Similia similibus. La salvación es anestesiar un miedo con otro. Entre las hojas recién estrenadas de las novelas policiales, uno busca las pesadillas ociosas, de cierto modo vírgenes, que le permitan superar las arcaicas del viaje. En ese camino, uno puede llegar hasta lo frívolo y elegir como compañeros de viaje a Sven Elvestad con su amigo Asbjörn Krag, a Frank Heller y al señor Collins. Pero esta ingeniosa compañía no le agrada a todo el mundo. Tal vez, en honor al horario de los trenes, uno desea un acompañante más riguroso, como Leo Perutz, quien escribió cuentos rítmicos y sincopados, cuyas estaciones se sobrevuelan con el reloj en la mano como pueblitos provincianos en el camino; o a alguien que com- prenda mejor la incertidumbre del futuro hacia el cual se está yendo, los misterios irresueltos que se dejaron atrás; entonces uno viajará con Gaston Leroux, sintiéndose pronto un pasajero del «tren fantasma» que pasó raudamente el año pasado por los escenarios alemanes, mientras lee El fantasma de la ópera y El perfume de la dama de negro. O se elegirá a Sherlock Holmes y a su amigo Watson, que sabrán po- ner de relieve lo siniestro y lo cotidiano de un cupé polvoriento de segunda clase, ambos como pasajeros hundidos en su silencio, el uno detrás del biombo de su periódico; el otro, detrás de una cortina de nubes de humo. Pero tal vez todos estos seres fantasmagóricos se desvanezcan ante el autorretrato que nos brinda A. K. Green en sus inolvidables novelas policiales. A ella hay que imaginarla como una vieja dama con su sombrerito de ala angosta, que se mueve con soltura tanto entre los parentescos enredados de sus heroínas como Entre armarios crujientes en algunos de los cuales, según un refrán inglés, toda familia guarda un esqueleto. Sus cuentos breves tienen apenas el largo del túnel de San Gotardo y sus grandes novelas A puertas cerradasEn la casa de al lado florecen como dondiegos de noche en la tenue luz violeta del cupé.

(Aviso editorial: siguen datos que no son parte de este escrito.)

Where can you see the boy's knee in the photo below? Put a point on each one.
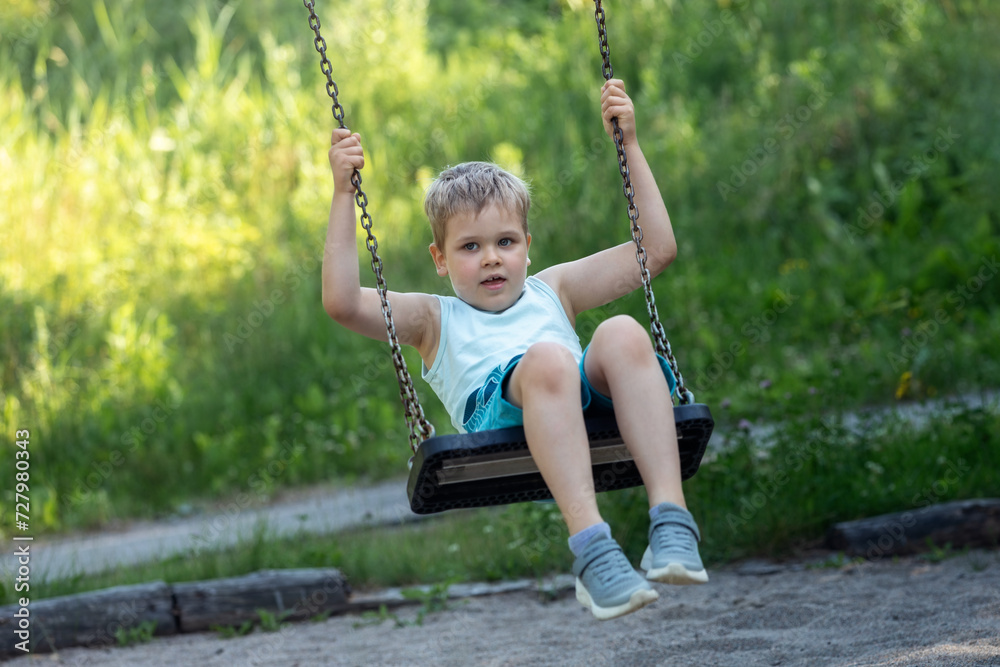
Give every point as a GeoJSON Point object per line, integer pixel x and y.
{"type": "Point", "coordinates": [548, 364]}
{"type": "Point", "coordinates": [624, 334]}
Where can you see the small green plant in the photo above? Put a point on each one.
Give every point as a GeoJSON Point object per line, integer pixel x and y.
{"type": "Point", "coordinates": [139, 634]}
{"type": "Point", "coordinates": [272, 622]}
{"type": "Point", "coordinates": [231, 631]}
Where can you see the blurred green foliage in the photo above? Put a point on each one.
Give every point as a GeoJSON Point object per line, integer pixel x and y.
{"type": "Point", "coordinates": [830, 173]}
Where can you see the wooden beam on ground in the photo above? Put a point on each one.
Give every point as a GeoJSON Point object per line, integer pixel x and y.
{"type": "Point", "coordinates": [285, 594]}
{"type": "Point", "coordinates": [91, 619]}
{"type": "Point", "coordinates": [962, 523]}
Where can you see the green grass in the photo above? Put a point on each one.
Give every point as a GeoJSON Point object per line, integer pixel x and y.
{"type": "Point", "coordinates": [166, 189]}
{"type": "Point", "coordinates": [747, 503]}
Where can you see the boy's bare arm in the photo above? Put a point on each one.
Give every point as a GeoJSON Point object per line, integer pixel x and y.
{"type": "Point", "coordinates": [600, 278]}
{"type": "Point", "coordinates": [358, 308]}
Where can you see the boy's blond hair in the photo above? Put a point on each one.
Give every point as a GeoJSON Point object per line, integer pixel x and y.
{"type": "Point", "coordinates": [469, 188]}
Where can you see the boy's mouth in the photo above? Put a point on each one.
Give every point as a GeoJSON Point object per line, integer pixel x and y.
{"type": "Point", "coordinates": [494, 282]}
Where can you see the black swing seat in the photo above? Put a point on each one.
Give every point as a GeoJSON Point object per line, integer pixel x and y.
{"type": "Point", "coordinates": [495, 467]}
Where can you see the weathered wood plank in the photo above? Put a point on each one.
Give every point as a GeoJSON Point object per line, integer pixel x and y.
{"type": "Point", "coordinates": [90, 619]}
{"type": "Point", "coordinates": [961, 523]}
{"type": "Point", "coordinates": [289, 594]}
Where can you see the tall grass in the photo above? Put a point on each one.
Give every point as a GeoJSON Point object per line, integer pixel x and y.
{"type": "Point", "coordinates": [165, 189]}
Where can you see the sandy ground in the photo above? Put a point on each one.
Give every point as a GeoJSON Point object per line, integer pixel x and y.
{"type": "Point", "coordinates": [908, 612]}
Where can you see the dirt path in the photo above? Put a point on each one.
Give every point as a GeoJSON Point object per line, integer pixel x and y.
{"type": "Point", "coordinates": [909, 612]}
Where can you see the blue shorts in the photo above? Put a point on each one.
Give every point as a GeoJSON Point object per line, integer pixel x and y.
{"type": "Point", "coordinates": [488, 409]}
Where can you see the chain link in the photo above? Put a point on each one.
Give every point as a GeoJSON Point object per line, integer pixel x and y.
{"type": "Point", "coordinates": [420, 429]}
{"type": "Point", "coordinates": [659, 335]}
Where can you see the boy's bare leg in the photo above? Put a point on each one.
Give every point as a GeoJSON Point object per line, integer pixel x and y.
{"type": "Point", "coordinates": [622, 364]}
{"type": "Point", "coordinates": [546, 385]}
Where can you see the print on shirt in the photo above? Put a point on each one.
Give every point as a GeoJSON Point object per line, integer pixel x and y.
{"type": "Point", "coordinates": [476, 412]}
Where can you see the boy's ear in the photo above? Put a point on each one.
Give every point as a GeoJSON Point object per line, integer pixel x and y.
{"type": "Point", "coordinates": [438, 256]}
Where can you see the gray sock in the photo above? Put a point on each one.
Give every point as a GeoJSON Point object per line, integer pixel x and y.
{"type": "Point", "coordinates": [663, 507]}
{"type": "Point", "coordinates": [578, 542]}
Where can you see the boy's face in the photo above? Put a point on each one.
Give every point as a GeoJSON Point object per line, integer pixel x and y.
{"type": "Point", "coordinates": [486, 257]}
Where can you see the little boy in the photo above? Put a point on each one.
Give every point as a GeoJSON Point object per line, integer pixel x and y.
{"type": "Point", "coordinates": [504, 351]}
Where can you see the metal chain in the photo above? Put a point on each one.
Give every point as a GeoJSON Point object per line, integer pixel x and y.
{"type": "Point", "coordinates": [420, 428]}
{"type": "Point", "coordinates": [659, 335]}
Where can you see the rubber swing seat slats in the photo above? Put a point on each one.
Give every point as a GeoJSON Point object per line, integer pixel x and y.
{"type": "Point", "coordinates": [495, 467]}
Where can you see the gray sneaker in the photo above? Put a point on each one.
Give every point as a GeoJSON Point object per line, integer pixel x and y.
{"type": "Point", "coordinates": [606, 583]}
{"type": "Point", "coordinates": [672, 555]}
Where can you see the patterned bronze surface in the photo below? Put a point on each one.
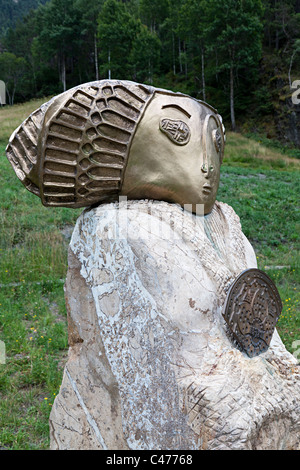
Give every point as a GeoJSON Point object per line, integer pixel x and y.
{"type": "Point", "coordinates": [177, 131]}
{"type": "Point", "coordinates": [252, 309]}
{"type": "Point", "coordinates": [103, 139]}
{"type": "Point", "coordinates": [73, 151]}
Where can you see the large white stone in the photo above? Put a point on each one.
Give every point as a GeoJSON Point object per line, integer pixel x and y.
{"type": "Point", "coordinates": [150, 365]}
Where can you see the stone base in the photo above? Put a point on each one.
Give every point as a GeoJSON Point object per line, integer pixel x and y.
{"type": "Point", "coordinates": [150, 364]}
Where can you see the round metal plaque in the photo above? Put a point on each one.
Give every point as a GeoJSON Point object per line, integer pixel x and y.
{"type": "Point", "coordinates": [251, 311]}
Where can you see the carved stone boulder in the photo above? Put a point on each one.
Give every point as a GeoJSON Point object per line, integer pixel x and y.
{"type": "Point", "coordinates": [151, 364]}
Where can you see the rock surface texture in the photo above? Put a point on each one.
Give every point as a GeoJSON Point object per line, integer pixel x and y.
{"type": "Point", "coordinates": [150, 363]}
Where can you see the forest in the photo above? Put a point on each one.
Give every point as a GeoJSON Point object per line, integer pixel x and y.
{"type": "Point", "coordinates": [242, 56]}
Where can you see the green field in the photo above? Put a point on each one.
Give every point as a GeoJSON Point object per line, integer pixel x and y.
{"type": "Point", "coordinates": [259, 182]}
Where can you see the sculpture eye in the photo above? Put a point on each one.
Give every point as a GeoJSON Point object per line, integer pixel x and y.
{"type": "Point", "coordinates": [177, 131]}
{"type": "Point", "coordinates": [217, 138]}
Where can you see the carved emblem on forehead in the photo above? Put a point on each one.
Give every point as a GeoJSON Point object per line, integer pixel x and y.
{"type": "Point", "coordinates": [177, 131]}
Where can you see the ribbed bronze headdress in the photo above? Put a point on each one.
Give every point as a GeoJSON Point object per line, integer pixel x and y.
{"type": "Point", "coordinates": [73, 150]}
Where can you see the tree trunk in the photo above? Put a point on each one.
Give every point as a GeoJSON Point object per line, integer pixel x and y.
{"type": "Point", "coordinates": [96, 57]}
{"type": "Point", "coordinates": [203, 74]}
{"type": "Point", "coordinates": [290, 68]}
{"type": "Point", "coordinates": [173, 53]}
{"type": "Point", "coordinates": [232, 113]}
{"type": "Point", "coordinates": [63, 72]}
{"type": "Point", "coordinates": [109, 70]}
{"type": "Point", "coordinates": [179, 56]}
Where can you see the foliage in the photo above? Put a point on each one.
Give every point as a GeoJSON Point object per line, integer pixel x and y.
{"type": "Point", "coordinates": [11, 70]}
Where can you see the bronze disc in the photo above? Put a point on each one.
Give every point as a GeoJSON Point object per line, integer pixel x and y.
{"type": "Point", "coordinates": [251, 311]}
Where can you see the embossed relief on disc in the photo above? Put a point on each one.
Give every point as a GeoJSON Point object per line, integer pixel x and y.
{"type": "Point", "coordinates": [251, 311]}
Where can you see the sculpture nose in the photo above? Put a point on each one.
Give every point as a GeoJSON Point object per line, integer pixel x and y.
{"type": "Point", "coordinates": [207, 169]}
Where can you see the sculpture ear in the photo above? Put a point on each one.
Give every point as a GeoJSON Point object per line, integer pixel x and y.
{"type": "Point", "coordinates": [213, 137]}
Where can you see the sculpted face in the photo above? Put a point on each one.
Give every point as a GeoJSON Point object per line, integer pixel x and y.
{"type": "Point", "coordinates": [176, 153]}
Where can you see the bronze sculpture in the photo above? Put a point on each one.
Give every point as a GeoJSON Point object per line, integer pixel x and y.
{"type": "Point", "coordinates": [111, 138]}
{"type": "Point", "coordinates": [91, 144]}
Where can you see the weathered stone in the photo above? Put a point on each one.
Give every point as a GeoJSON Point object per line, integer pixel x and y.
{"type": "Point", "coordinates": [151, 365]}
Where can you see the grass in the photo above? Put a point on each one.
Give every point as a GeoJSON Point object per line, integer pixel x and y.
{"type": "Point", "coordinates": [259, 182]}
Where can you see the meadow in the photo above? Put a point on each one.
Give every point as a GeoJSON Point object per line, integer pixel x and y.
{"type": "Point", "coordinates": [260, 182]}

Hasta aquí, lo que la lectura le brinda al viajero. Pero, ¿qué le brinda el viaje al lector? ¿En qué otra circunstancia está tan compenetrado con la lectura y puede sentir su existencia tan entreverada con la del héroe? ¿No es su cuerpo la lanzadera del tejedor que atraviesa, infatigable, la urdimbre, el libro del destino de su héroe, al compás de las ruedas? No se leía en la carreta y no se lee en el auto. La lectura de viaje es una parte intrínseca de viajar en tren como lo es la espera en la estación. Se sabe que muchas estaciones de tren se parecen a catedrales. Pero nosotros queremos agradecer a los pequeños altares móviles y coloridos que un acólito de la curiosidad, de la distracción y de la sensación empuja a toda velocidad al costado del tren, vociferando. Porque ellos nos permiten sentir por unas horas el escalofrío de la tensión y los ritmos de las ruedas bajando por nuestras espaldas, arrebujados en el paisaje que pasa como en una bufanda que ondea en el viento.